THE DAY BEFORE his brother was murdered, Charles Bradley sensed something was wrong. "Good night, I'll see you tomorrow," he said, leaving the rehearsal space at his brother's (Joe Bradley) place. "He came down the hallway and he grabbed me," Bradley remembers. "He started holding me and I said, "Joe, what's wrong with you?" He said, "Bro, I know you love me. And I love all our other brothers and sisters, but it feels like everyone wants to use me. You just show me your love all the time."

Joe lived just two houses down from Charles and their mother. The next morning he awoke to a street filled with police. His mother broke the news with a scream: Joe had been shot. He was dead.

Family members and police tried to keep Charles from entering Joe's home but he insisted. "I pushed my way in. But I wish to God I would've never went in there. Because that picture... that'll always be in my memory."

"I walked in there and I saw my brother lying there on the floor. They shot him with a hollow-point bullet." Bradley continues, beginning to tear up. "His brain had come out of his head." It took a pair of detectives and two of his brothers to drag Bradley away.
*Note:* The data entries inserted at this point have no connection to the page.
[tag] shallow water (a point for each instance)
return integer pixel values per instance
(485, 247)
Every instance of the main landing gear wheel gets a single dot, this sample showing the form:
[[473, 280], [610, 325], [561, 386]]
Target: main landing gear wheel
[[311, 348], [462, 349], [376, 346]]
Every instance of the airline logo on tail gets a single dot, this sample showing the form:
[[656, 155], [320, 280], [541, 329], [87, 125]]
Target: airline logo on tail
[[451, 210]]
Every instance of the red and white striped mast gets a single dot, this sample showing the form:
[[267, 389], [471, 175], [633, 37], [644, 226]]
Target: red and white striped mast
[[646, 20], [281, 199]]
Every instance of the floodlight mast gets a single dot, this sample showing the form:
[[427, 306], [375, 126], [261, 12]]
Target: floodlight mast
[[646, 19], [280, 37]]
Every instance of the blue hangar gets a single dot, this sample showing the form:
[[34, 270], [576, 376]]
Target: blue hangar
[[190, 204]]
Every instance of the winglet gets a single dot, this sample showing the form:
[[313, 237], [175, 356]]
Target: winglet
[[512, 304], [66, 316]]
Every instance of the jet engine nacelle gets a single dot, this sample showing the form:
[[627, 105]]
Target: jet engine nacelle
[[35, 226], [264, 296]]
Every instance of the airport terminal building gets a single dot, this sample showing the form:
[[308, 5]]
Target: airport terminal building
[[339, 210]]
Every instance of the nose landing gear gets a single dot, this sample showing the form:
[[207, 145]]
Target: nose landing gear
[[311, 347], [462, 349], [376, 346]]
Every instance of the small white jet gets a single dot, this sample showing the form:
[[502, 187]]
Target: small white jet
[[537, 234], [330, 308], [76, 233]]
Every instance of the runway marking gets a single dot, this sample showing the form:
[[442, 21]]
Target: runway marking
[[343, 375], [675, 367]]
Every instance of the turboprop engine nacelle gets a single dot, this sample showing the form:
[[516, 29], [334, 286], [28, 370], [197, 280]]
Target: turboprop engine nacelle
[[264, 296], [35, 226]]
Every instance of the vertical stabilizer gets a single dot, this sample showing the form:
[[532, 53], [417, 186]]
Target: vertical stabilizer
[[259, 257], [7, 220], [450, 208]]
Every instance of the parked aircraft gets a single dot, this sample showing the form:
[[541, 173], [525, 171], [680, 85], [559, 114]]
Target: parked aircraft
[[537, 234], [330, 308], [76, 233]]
That was 11 years ago, but Bradley remembers like it was yesterday.

The youngest of five, Bradley was born in 1948 in Gainesville, Florida. His upbringing is almost eerily similar to that of his idol James Brown. Like Brown, Bradley was born in the South—black, poor, and at times, left to the streets. He moved around a lot. And when he was 14, he saw Brown play the Apollo Theater and became transfixed, immediately imitating the Godfather of Soul's every move. For the next 40 years Bradley bounced across the States and Canada working as a cook. Still covering Brown, his bands never really solidified, and the gigs were small, often in rundown bars. Still, he never let music go.

In 1996, living in California, Bradley was laid off from a job he'd worked for 17 years. He packed his musical equipment into a van and headed to New York, where Joe took him in. "He gave me a room and didn't charge me a dime," Bradley says. "He said, 'Charles, I've seen you—you've been working all your life. Now go do something you want to do.'" Joe made space in his house for Bradley to rehearse. And later, when a shifty band tried to steal his equipment, Joe pushed his way through their door and got it all back.

Continuing his James Brown act in New York, Bradley caught the attention of the Daptone Records family, who released his "Take It as It Come" single in 2002, and eventually No Time for Dreaming in 2011. His live performances still harness a devastating level of energy, and regularly Bradley jumps into the audience for a series of long, heartfelt mid-show hugs. In a world of growing detachment and fly-by-night, disposable pop, Bradley is achingly real—a man whose experience no twentysomething would-be rocker can comprehend.

At a recent performance, Bradley offered a preface to his song, "Why Is It So Hard (To Make It in America)?" Without hubris, he said: "This is my life story. I want y'all to listen very carefully. Because in this world, y'all need me."